After selecting an especially extravagant and burnished fly from my kit, I began to cast, practicing my best novice technique. One, lift fly out of water, two, rod moving forward, three, moving backward now, four, repeat. I got into a rhythm. My body began to move mechanically, and my mind, no longer occupied by the minutia of fly-casting, began to wander. I thought of many things, and after several hours of tranquil, flawless, and unsuccessful fishing, I thought of the public beach. Even now that seems to me a strange thing for my mind to dwell on, and at the time it was even more so. Had the mothers taken their children home? Were the boys still throwing sand? These obnoxious and insignificant questions flooded my otherwise serene mind. At first they were an afterthought, but they slowly became more prominent. Had anyone new arrived? It felt as though someone had bludgeoned my peaceful, solitary afternoon with a bat. I was nervous all of the sudden, and lost my rhythm. The fly whipped me in the back of the head, stinging and hooking itself through my blue Boston Bruins cap. I quickly disassembled the fly rod, packed my equipment back into the green backpack, and left.

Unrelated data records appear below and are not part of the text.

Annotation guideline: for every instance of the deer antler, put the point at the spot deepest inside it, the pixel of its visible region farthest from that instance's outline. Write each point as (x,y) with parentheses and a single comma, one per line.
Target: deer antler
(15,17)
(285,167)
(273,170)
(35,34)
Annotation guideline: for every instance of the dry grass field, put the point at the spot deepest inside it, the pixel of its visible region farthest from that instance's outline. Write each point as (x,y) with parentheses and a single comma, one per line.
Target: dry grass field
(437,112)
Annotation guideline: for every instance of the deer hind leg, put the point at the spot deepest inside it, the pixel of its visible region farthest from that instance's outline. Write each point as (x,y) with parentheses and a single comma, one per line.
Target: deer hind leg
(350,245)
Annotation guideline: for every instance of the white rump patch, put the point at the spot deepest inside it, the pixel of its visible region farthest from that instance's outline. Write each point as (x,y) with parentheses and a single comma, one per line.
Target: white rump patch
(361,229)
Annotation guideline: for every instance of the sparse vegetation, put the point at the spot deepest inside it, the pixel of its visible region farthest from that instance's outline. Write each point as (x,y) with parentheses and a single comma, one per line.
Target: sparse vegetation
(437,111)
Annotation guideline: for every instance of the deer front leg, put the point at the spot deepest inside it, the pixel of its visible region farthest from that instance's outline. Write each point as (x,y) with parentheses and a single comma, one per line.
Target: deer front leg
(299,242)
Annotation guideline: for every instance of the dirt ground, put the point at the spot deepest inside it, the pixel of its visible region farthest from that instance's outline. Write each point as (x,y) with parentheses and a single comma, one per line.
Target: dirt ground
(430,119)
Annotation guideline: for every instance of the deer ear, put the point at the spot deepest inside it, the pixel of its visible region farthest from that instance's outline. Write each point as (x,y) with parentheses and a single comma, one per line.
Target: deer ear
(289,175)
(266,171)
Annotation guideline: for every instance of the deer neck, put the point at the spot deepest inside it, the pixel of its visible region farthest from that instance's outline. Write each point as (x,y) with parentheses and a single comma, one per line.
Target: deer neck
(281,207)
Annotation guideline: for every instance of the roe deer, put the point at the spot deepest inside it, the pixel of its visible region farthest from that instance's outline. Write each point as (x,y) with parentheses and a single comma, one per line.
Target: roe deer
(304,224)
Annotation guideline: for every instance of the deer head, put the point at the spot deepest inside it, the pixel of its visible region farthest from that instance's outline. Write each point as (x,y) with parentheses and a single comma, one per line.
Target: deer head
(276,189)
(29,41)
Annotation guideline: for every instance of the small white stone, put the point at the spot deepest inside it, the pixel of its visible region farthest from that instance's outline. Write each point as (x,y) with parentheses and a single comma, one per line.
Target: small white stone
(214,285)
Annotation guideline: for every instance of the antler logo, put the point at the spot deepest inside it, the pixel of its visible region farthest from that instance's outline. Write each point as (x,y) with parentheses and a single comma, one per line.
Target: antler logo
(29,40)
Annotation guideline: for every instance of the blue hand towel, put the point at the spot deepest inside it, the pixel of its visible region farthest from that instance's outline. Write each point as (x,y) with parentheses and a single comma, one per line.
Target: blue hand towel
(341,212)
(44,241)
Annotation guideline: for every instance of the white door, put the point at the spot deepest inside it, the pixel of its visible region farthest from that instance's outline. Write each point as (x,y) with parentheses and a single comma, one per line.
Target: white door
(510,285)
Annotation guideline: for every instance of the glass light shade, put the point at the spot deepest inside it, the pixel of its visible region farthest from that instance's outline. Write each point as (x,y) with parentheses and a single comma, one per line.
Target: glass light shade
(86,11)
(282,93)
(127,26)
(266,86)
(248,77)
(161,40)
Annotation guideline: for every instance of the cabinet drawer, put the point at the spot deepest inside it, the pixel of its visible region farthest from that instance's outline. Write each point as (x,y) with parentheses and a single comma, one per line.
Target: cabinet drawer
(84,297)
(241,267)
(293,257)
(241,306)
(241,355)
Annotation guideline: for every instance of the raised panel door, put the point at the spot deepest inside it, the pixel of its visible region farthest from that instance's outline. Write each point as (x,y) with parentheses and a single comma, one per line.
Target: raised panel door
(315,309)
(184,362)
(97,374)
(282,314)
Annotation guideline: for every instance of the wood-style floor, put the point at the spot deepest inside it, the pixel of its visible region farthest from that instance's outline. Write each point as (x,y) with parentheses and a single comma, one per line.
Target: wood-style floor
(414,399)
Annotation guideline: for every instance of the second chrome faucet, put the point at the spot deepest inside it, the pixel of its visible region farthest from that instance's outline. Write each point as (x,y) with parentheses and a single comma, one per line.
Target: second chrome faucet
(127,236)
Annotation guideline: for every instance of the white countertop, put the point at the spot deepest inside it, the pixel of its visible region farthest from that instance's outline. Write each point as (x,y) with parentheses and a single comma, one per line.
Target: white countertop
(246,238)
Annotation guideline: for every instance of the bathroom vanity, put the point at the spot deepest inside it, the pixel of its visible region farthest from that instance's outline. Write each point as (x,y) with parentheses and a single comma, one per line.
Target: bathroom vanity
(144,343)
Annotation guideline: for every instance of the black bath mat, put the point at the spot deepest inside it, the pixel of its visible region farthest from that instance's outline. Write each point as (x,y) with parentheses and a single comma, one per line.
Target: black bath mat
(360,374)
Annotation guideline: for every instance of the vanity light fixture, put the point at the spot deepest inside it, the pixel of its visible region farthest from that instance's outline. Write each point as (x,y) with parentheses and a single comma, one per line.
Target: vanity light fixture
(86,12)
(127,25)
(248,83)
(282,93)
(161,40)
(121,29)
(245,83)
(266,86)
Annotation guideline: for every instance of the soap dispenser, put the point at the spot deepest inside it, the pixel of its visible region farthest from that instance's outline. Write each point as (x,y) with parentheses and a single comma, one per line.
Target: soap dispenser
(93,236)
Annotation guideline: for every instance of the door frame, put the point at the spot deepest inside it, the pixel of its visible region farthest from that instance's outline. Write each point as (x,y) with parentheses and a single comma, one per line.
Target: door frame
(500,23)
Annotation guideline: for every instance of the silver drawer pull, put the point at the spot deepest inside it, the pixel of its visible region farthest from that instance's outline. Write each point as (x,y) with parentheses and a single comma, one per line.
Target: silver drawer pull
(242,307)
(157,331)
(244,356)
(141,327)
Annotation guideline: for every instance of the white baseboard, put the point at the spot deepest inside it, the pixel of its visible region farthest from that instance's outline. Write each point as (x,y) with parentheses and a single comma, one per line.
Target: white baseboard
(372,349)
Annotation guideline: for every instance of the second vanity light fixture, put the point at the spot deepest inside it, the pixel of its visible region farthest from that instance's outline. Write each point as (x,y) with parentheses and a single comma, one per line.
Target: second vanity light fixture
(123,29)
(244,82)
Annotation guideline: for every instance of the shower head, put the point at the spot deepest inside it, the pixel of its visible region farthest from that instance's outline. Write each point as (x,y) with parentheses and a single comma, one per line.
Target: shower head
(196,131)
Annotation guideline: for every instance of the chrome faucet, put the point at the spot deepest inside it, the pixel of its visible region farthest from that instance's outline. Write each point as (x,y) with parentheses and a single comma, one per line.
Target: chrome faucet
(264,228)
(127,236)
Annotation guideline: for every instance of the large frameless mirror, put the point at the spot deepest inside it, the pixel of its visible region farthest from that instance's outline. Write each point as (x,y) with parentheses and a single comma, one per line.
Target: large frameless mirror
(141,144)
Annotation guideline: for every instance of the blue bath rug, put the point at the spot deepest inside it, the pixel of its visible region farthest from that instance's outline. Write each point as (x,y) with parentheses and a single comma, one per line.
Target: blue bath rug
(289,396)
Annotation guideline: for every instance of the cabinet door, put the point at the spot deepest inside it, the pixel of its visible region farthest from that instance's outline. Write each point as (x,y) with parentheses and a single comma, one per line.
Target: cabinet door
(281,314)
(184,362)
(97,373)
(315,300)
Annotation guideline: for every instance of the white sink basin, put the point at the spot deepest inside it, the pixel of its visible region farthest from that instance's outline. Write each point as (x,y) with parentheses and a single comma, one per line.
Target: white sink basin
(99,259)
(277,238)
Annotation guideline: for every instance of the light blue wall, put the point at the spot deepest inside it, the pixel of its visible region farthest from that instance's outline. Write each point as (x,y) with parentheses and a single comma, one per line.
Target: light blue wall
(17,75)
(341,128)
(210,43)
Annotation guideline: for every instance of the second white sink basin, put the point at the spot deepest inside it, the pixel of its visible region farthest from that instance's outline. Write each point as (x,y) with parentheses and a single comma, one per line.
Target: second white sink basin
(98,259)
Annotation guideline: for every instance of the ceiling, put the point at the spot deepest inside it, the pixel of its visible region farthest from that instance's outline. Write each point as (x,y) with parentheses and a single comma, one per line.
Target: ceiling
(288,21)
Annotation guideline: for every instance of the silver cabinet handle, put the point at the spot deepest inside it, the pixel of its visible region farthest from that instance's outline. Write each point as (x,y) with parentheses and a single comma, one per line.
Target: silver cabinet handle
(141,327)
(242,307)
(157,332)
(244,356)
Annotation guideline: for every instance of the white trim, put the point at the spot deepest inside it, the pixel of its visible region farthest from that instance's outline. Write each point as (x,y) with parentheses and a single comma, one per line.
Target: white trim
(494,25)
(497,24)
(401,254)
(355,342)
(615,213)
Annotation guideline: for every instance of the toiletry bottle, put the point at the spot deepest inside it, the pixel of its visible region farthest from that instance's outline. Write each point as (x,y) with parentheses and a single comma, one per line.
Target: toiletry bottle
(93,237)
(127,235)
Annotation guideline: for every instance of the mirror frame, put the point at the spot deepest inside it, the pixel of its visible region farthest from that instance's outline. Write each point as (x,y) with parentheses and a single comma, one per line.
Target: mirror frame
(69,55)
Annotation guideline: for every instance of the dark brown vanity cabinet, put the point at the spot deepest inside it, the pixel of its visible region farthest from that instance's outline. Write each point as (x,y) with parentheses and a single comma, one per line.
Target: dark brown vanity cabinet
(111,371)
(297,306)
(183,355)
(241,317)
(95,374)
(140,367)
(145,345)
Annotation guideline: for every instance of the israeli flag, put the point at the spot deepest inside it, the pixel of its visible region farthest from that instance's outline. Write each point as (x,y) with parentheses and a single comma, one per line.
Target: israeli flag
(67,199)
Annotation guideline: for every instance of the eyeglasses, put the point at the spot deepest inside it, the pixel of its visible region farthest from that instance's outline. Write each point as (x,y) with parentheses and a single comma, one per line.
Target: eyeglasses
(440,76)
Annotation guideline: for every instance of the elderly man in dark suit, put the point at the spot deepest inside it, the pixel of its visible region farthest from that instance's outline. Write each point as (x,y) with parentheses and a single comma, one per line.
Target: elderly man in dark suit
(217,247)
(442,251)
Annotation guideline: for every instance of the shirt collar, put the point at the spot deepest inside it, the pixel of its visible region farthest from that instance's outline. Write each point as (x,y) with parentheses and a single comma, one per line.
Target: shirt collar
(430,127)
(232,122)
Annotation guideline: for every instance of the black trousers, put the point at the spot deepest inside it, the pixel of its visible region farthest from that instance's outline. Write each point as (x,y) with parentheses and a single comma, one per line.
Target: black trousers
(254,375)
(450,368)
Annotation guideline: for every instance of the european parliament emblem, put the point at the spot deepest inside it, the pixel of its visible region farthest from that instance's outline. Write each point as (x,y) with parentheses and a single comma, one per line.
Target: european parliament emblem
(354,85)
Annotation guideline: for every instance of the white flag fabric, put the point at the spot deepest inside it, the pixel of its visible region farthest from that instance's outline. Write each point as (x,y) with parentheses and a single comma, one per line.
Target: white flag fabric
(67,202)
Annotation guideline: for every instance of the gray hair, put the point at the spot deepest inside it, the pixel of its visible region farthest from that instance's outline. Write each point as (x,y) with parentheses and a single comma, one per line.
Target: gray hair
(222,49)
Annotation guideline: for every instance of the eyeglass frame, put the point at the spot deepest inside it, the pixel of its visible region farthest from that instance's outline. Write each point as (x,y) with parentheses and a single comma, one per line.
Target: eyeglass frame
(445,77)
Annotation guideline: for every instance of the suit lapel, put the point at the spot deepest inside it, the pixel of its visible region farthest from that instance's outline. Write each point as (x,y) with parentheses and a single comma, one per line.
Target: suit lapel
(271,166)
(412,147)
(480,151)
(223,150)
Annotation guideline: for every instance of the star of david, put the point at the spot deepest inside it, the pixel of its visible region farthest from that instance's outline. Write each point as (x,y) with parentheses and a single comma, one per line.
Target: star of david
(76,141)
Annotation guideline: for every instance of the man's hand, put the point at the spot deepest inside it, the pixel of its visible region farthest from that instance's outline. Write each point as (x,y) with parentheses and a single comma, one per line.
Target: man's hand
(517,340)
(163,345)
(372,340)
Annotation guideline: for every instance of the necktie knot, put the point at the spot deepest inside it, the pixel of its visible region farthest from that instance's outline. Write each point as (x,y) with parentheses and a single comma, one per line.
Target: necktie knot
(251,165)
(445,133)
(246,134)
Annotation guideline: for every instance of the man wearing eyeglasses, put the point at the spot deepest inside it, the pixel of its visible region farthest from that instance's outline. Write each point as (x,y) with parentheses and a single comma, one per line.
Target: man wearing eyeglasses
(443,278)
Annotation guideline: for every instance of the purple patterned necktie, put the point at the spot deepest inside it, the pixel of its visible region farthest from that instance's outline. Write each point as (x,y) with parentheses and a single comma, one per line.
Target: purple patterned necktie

I had forgotten about the fish, and only remembered that I had failed to catch one as soon as I turned the bend and saw the people again. They were still there, just as before. The moms were both reading paperback novels, of the cheap kind that you see in the checkout line at the grocery store and wonder “Who even reads those? There can’t be nearly enough people who read them for the authors to afford to keep writing”. But now I knew, that moms sitting on the edges of lakes read them, and they must read all of them, or at least enough to keep the industry afloat. The boys were pestering a solitary seagull now, and one of their sisters, who I hadn’t seen before, was paddling around the swim area on an inner tube.
I waded and then walked up the beach hastily past them, giving a friendly glance as I passed. Both looked up from their rubbish reading and gave me a weary, aggressive glare, as if to make me sure of their presence, or warn me, or something. I felt uneasy. Why would they do that to me? Do I look threatening? Surely not, I’m tall, thin, innocent, and barely twenty. I tried to rush to my car, a reliable red 1989 Volvo station wagon, without looking rushed. It began to rain lightly, which added to my haste, and clouds passed in front of the sun, masking the landscape in New England grey. The only other cars in the gravel lot were a junky old green Oldsmobileand a brand-new looking blue BMW M3 that was parked directly next to me. I threw my gear in the trunk of the Volvo. Without thinking, I flung open my driver side door directly into the side of the BMW. This left a massive dent, but I didn’t flinch. I climbed into my car and drove off as it began to pour. In the rearview mirror, I could see the two families both rushing to climb into the BMW, and one of the ladies was infuriated when she saw the dent. I hope they didn’t get too angry in front of the kids.